Al decir de Ernesto Sabato: "En los años que precedieron al golpe de Estado de 1976, hubo actos de terrorismo que ninguna comunidad civilizada podría tolerar. Invocando esos hechos (…) representantes de fuerzas demoníacas, desataron un terrorismo infinitamente peor, porque se ejerció con el poderío e impunidad que permite el Estado absoluto, iniciándose una caza de brujas que no solo pagaron los terroristas, sino miles y miles de inocentes".

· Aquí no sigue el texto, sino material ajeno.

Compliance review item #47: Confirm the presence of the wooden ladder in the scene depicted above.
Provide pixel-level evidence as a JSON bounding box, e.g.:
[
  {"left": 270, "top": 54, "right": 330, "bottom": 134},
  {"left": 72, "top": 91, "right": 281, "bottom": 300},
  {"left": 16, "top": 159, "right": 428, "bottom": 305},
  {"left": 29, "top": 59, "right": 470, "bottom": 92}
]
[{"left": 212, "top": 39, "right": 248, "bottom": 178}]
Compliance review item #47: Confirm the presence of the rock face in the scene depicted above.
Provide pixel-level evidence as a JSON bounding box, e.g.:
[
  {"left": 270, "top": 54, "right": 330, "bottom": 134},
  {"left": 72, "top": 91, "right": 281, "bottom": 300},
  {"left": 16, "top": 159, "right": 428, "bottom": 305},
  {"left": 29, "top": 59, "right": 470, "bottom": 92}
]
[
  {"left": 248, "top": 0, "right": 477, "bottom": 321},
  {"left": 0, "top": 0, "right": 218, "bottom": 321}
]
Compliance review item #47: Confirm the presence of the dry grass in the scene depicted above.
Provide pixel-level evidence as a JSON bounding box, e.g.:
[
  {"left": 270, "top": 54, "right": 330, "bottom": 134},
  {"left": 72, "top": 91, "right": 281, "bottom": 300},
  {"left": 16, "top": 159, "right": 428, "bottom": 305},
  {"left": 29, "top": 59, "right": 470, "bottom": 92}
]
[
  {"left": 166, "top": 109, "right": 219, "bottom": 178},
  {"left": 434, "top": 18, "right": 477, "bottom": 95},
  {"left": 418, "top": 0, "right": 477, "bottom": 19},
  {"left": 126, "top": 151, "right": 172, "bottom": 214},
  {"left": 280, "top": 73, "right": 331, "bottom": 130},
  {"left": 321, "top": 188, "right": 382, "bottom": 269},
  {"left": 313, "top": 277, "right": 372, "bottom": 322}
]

En 1976 —como había sucedido en 1955, 1962 y 1966— se pretendía volver a una etapa anterior al peronismo, achicando al máximo el Estado en lo económico y agrandándolo también al máximo en autoritarismo. El "mal gobierno" de entonces fue sola una excusa.
La causa principal del golpe fueron las ambiciones de poder de los altos mandos de las Fuerzas Armadas, secundados y estimulados por grupos de presión y sectores del poder económico, que se beneficiaron con el capitalismo prebendario impuesto —sin limitaciones— por el ministro de Economía, José Martínez de Hoz. En esa misma concepción, Arturo Pellet Lastra, refiriéndose a la dictadura, la calificaba de "netamente oligarca, tan vulnerable a las presiones del poder externo como implacable en la represión de la guerrilla".
El plan sistemático, concebido por los altos mandos de la dictadura, era depurar nuestro país mediante una forma extrema de eugenesia, que incluía la eliminación de todos aquellos que los represores consideraban "irrecuperables". Esto incluía a obreros, estudiantes, empleados, docentes, y también políticos, sindicalistas, periodistas, diplomáticos, religiosos y algunos deportistas y militares. En síntesis, una acriollada untermenschen (término empleado por la ideología nazi para referirse a lo que ésta consideraba "personas inferiores"). Los represores obraron siguiendo deleznables procedimientos: desaparición forzada de personas, torturas, violaciones sexuales, ejecuciones clandestinas y extrajudiciales, robo de bebés, privación ilegítima de la libertad y saqueo de propiedades.
Delitos que trascienden lo jurídico y marginan el campo de la ética y de los principios cristianos. Impulsores civiles y mandos militares con dominio del hecho y poder de decisión no asumieron —salvo excepciones— su responsabilidad desligándola en sus subordinados. Se colocaron en una dimensión moral peor que la de las organizaciones irregulares a las que combatieron, porque ellos actuaban —aún en un gobierno de facto— en nombre del Estado y debían resguardar los derechos humanos esenciales: a la vida, a la libertad y a la propiedad de los ciudadanos en lugar de actuar sobre ellos como un ejército de ocupación. Que una cosa es el accionar criminal de grupos irregulares, y otra muy diferente es que el Estado se convierta en criminal.
Lamentablemente, gran parte de la sociedad no advertía que aceptando una dictadura —como el mal menor— estaba coadyuvando al advenimiento de un terrorismo de Estado, de imprevisibles y atroces consecuencias.
**Martín Balza es ex Jefe del Ejército y ex embajador en Colombia y Costa Rica.